More and more people are turning to mind-body practices such as yoga and meditation, according to the Centers for Disease Control and Prevention. After a ruptured Achilles tendon sidelined his ballet career, Juliu Horvath turned to yoga and meditation, where he became fascinated with how moving his body could help him heal. He developed "Yoga for Dancers" and brought it to the professional dance community. He eventually retooled his classes to include a wider, non-dancing audience. He called it Gyrokinesis. As Horvath continued to develop his method of movement, he included special pieces of equipment and called it Gyrotonic.

Lady Gaga, Shaquille O'Neal, and tennis player Andy Murray rave about the Gyrotonic method. Tracee Ellis Ross posts some of her Gyrotonic breakthroughs on Instagram. Physical therapists and rehab clinics have equipped their facilities with the Gyrotonic expansion system, which looks like an elaborate cable machine you might see at the gym. What makes Gyrotonic exercise different from others? 

Gyrotonic exercise compared to yoga and Pilates

If you look at some of the movements from a Gyrokinesis class, you could see how they have their roots in yoga and dance. Whereas a yoga class might hold one static pose and then move slowly to the next, Gyrokinesis and Gyrotonic exercises emphasize continual, spiraling movements in rhythm. These flowing movements make them also similar to tai chi.
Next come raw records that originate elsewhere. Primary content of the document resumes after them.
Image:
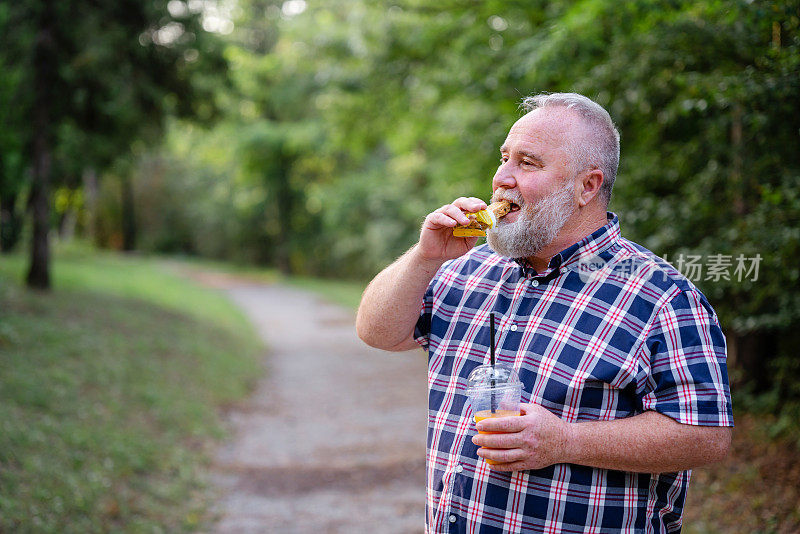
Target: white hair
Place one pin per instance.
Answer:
(600, 148)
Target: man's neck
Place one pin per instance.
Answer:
(576, 228)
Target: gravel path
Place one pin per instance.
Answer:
(333, 438)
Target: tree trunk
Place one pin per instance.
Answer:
(128, 216)
(44, 76)
(90, 194)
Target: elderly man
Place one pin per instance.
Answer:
(622, 359)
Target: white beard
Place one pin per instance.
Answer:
(536, 226)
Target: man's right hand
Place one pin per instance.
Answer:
(436, 240)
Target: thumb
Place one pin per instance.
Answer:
(529, 408)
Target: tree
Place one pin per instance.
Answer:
(101, 77)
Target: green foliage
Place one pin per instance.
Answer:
(109, 395)
(345, 124)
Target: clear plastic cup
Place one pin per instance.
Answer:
(494, 391)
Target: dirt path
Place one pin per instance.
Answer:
(333, 439)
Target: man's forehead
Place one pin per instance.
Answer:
(552, 126)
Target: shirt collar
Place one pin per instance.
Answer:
(591, 245)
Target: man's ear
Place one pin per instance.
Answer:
(590, 184)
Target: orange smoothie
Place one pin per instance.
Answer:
(487, 414)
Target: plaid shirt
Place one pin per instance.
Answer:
(608, 331)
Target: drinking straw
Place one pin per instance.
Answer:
(492, 400)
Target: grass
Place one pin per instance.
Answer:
(110, 388)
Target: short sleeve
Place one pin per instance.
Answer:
(688, 377)
(423, 328)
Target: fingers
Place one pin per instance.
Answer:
(502, 456)
(497, 441)
(501, 424)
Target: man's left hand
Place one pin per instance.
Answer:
(534, 440)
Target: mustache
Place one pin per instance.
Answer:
(512, 196)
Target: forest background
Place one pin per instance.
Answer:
(314, 137)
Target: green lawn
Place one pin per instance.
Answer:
(110, 389)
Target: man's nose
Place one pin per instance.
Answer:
(503, 178)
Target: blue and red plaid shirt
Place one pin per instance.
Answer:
(608, 331)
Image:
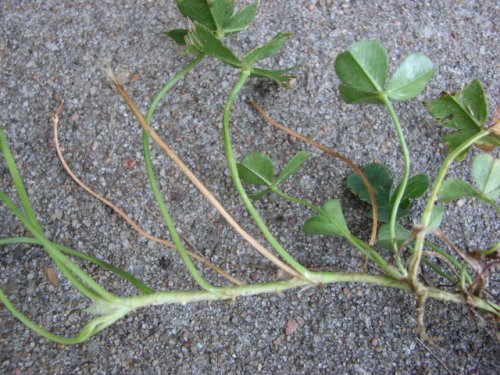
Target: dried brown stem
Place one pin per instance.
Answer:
(119, 212)
(194, 180)
(359, 172)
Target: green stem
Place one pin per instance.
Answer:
(365, 249)
(168, 86)
(406, 171)
(298, 200)
(451, 259)
(18, 183)
(231, 163)
(154, 183)
(184, 297)
(426, 215)
(69, 269)
(374, 256)
(69, 251)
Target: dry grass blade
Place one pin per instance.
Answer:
(119, 212)
(194, 180)
(277, 125)
(435, 356)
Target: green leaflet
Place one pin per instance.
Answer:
(363, 72)
(410, 78)
(330, 223)
(466, 112)
(384, 237)
(381, 180)
(486, 173)
(258, 169)
(202, 40)
(269, 49)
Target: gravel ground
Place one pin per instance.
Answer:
(50, 48)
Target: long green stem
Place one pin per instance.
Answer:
(69, 269)
(406, 173)
(154, 183)
(69, 251)
(16, 178)
(231, 162)
(426, 215)
(184, 297)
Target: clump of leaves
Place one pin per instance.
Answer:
(382, 182)
(362, 70)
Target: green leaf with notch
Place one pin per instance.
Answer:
(241, 20)
(202, 40)
(331, 223)
(456, 188)
(197, 11)
(416, 186)
(381, 180)
(269, 49)
(437, 214)
(379, 177)
(465, 111)
(410, 78)
(363, 71)
(178, 35)
(292, 166)
(260, 194)
(256, 169)
(280, 76)
(384, 238)
(486, 173)
(222, 11)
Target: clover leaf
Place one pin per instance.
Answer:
(258, 169)
(217, 16)
(381, 181)
(486, 173)
(201, 40)
(363, 72)
(466, 111)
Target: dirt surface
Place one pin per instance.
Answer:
(52, 49)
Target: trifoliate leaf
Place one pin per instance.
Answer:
(292, 166)
(332, 223)
(269, 49)
(465, 111)
(178, 35)
(380, 179)
(256, 169)
(410, 77)
(202, 40)
(363, 71)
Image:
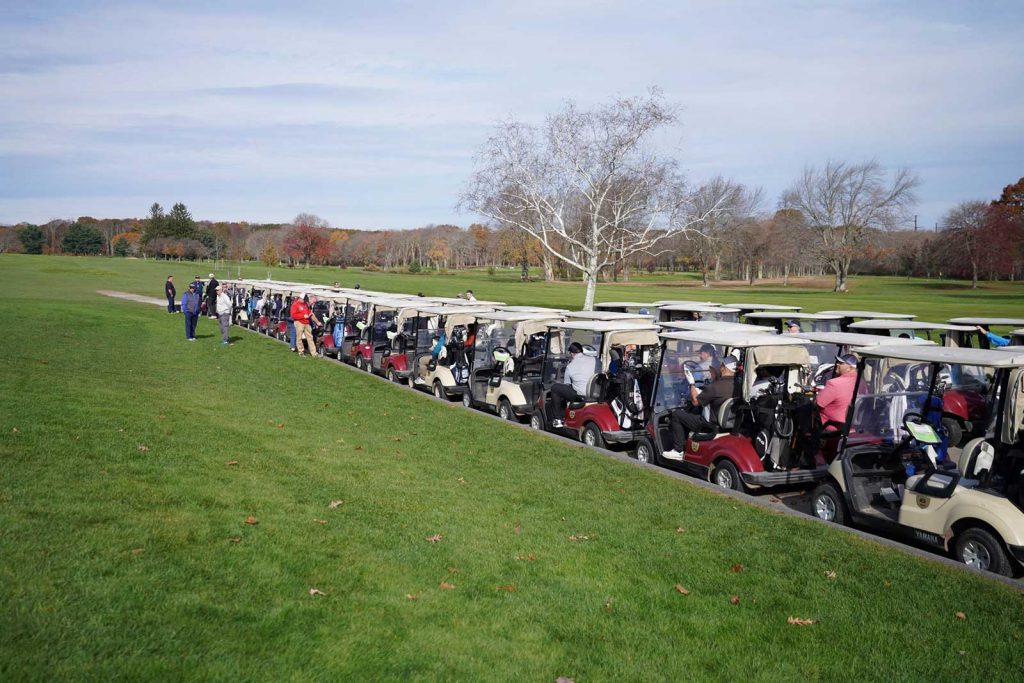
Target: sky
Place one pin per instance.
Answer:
(369, 114)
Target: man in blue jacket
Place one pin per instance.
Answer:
(190, 306)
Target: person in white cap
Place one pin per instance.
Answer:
(714, 394)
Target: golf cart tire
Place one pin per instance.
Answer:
(645, 452)
(505, 411)
(954, 430)
(725, 474)
(828, 504)
(591, 435)
(973, 545)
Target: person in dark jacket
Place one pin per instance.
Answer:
(171, 293)
(190, 306)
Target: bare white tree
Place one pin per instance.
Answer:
(585, 185)
(843, 202)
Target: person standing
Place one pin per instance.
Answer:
(190, 306)
(300, 313)
(171, 293)
(223, 308)
(212, 291)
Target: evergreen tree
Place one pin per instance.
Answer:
(32, 239)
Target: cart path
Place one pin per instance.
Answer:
(133, 297)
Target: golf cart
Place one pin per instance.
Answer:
(611, 411)
(852, 315)
(767, 434)
(807, 322)
(505, 373)
(942, 334)
(442, 369)
(977, 339)
(825, 346)
(673, 312)
(899, 480)
(627, 307)
(608, 316)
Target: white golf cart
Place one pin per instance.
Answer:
(897, 478)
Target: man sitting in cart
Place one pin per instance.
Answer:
(834, 400)
(683, 421)
(578, 374)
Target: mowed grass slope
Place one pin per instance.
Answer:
(126, 553)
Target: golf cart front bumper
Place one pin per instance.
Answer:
(623, 436)
(780, 478)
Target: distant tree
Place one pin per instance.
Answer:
(180, 223)
(842, 202)
(83, 240)
(32, 239)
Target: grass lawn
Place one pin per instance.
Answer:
(125, 550)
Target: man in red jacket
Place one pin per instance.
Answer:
(301, 313)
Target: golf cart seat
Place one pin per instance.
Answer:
(975, 459)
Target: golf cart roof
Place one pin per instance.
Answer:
(797, 315)
(736, 339)
(763, 306)
(517, 315)
(876, 324)
(860, 340)
(1015, 322)
(603, 326)
(716, 326)
(952, 354)
(869, 314)
(607, 315)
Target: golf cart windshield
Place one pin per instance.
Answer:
(892, 387)
(679, 355)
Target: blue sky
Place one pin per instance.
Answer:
(368, 114)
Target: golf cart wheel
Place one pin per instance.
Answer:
(591, 435)
(645, 452)
(827, 503)
(979, 549)
(726, 475)
(954, 430)
(505, 411)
Gyrotonics also resembles Pilates because both use machines. Gyrotonics exercises use the Gyrotonic expansion system of pulleys and weights that add tension to the body while participants move in circular patterns, whereas Pilates has the spring-based reformer. Both Gyrotonics and Pilates have mat versions for those who don't have the equipment.

Beatriz Pascual, a Gyrotonic instructor based in the United Kingdom, tells The Guardian, "Gyrotonic may resemble Pilates, but it is much more like yoga in its origin and breathing techniques. Pilates followers often make the mistake of thinking it's the same and then find it difficult to master the breathing, which is specific to each particular movement pattern."
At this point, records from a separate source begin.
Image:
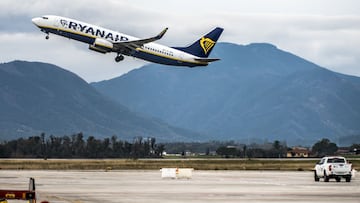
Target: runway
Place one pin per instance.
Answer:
(205, 186)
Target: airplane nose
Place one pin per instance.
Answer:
(36, 20)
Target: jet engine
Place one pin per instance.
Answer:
(101, 45)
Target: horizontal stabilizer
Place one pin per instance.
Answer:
(207, 60)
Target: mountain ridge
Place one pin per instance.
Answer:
(37, 97)
(255, 91)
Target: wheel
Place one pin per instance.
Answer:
(316, 177)
(326, 178)
(119, 58)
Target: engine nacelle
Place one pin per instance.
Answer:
(101, 45)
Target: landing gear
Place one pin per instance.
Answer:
(119, 58)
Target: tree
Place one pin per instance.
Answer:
(324, 147)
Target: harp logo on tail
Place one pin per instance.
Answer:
(206, 44)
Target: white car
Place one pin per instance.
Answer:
(333, 167)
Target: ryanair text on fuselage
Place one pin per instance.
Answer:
(104, 41)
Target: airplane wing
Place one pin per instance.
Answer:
(132, 45)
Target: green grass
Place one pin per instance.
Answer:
(150, 164)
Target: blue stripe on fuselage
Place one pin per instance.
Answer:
(71, 35)
(163, 60)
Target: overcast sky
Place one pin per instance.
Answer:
(326, 32)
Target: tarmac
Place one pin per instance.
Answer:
(135, 186)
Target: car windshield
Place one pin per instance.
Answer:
(336, 160)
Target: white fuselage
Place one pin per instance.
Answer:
(105, 40)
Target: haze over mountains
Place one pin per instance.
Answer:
(38, 97)
(255, 92)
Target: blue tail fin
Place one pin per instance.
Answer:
(204, 45)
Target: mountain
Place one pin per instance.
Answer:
(39, 97)
(256, 91)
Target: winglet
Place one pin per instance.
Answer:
(159, 36)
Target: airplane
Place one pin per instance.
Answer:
(104, 41)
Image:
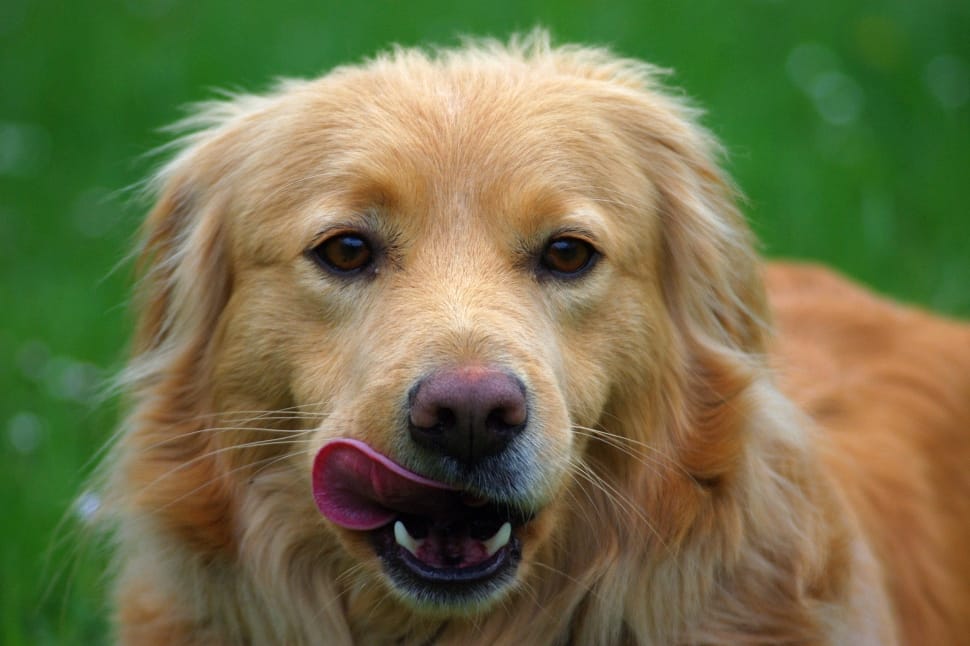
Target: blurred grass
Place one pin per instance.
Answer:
(847, 125)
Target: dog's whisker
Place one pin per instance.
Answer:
(628, 446)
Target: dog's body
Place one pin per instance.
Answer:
(475, 349)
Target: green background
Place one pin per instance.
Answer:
(846, 122)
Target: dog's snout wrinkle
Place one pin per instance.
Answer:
(467, 413)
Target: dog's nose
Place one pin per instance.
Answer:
(467, 413)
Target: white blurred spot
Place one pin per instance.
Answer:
(24, 149)
(24, 432)
(838, 98)
(949, 80)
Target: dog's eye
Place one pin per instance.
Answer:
(345, 253)
(567, 256)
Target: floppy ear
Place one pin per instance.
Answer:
(712, 285)
(185, 283)
(185, 274)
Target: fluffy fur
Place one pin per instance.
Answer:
(698, 479)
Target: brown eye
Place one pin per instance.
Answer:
(345, 253)
(568, 257)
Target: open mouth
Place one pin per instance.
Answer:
(440, 545)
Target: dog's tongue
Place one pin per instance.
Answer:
(358, 488)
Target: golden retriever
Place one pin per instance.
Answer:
(474, 347)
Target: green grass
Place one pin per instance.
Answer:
(847, 125)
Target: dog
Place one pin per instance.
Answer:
(473, 346)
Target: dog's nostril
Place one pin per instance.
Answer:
(467, 413)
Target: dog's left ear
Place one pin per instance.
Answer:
(712, 277)
(711, 281)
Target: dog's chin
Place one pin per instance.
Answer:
(459, 565)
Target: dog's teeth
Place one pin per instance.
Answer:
(405, 540)
(500, 540)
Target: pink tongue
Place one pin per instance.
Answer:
(358, 488)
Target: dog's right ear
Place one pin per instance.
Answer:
(183, 266)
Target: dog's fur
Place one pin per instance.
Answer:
(698, 479)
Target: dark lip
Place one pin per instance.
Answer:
(450, 587)
(446, 587)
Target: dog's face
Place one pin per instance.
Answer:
(453, 272)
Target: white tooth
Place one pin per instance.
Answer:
(500, 540)
(405, 540)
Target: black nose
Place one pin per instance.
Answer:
(467, 413)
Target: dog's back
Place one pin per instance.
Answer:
(890, 388)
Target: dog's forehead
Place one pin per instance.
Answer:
(496, 147)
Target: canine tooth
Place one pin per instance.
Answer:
(405, 540)
(500, 540)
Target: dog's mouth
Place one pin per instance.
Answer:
(440, 545)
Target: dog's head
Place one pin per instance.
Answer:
(451, 314)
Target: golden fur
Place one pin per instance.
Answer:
(699, 480)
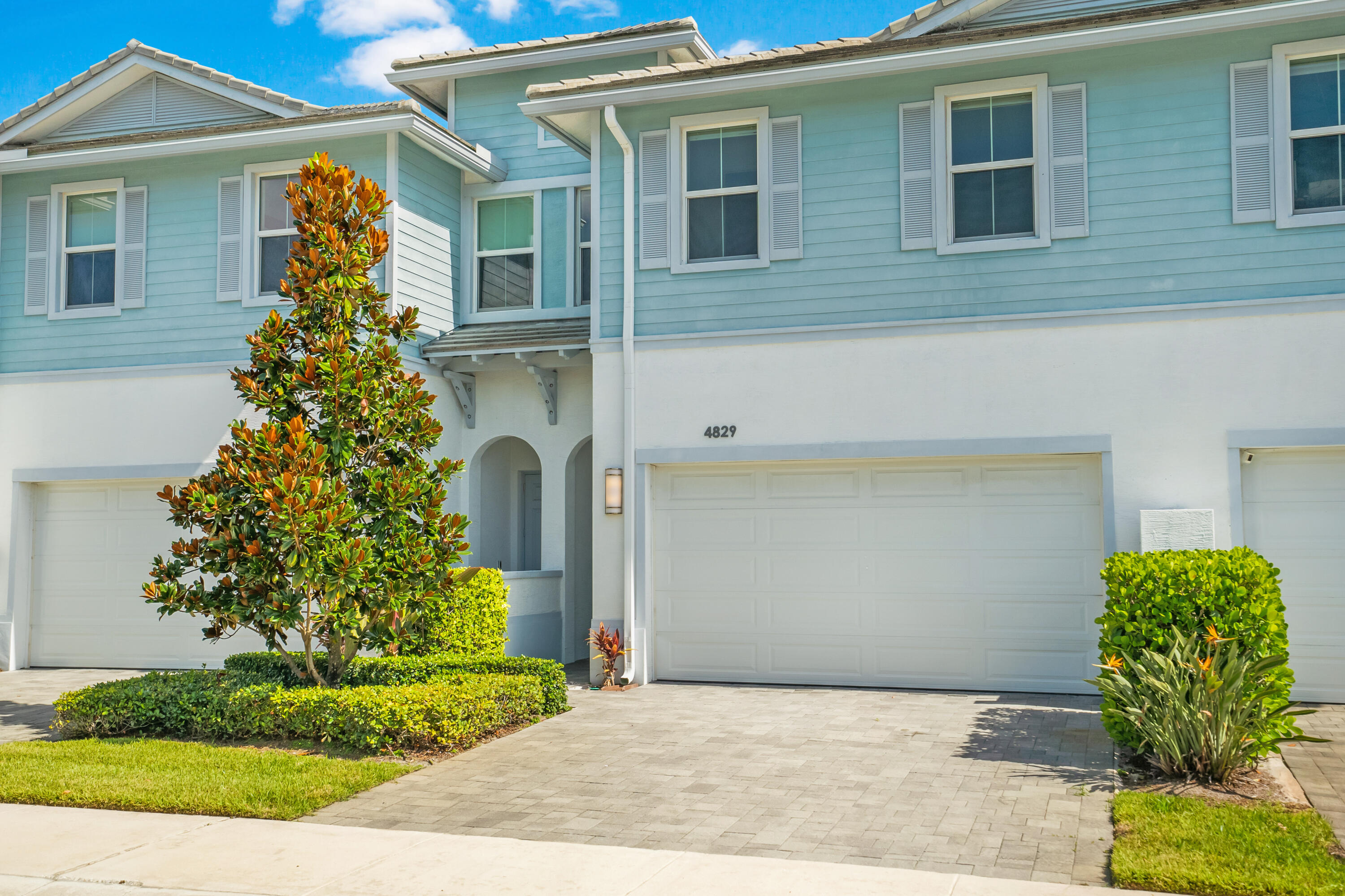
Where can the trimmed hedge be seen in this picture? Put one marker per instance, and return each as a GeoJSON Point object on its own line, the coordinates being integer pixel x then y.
{"type": "Point", "coordinates": [470, 619]}
{"type": "Point", "coordinates": [411, 671]}
{"type": "Point", "coordinates": [448, 712]}
{"type": "Point", "coordinates": [1235, 591]}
The benefits of Gyrotonic exercises

Gyrotonic and Gyrokinesis exercises help build strong joints because they work them through their full range of motion, and they emphasize a strong spine for overall strength. It also teaches you full-body awareness in simple movements you do every day, such as picking something up from the floor.

Although there are a lot of testimonials of how Gyrotonic exercises can improve your health, there isn't much scientific evidence that says it's more beneficial than other mind-body or stretching exercises. A 2019 study in the Journal of Exercise Rehabilitation assigned 26 people with lower back pain to do either Gyrotonic exercises or trunk stability exercises three times a week for four weeks. Both groups showed improvements in spine stability and function, but one wasn't better than the other.

According to a 2016 study in the Journal of Physical Therapy Science, Gyrotonic exercises improved the walking pattern of women with lower back pain. Gyrotonic exercises three times a week for eight weeks also improved fitness levels in older women, according to a 2020 study in The Asian Journal of Kinesiology — however, women who used resistance bands saw similar levels of fitness improvement.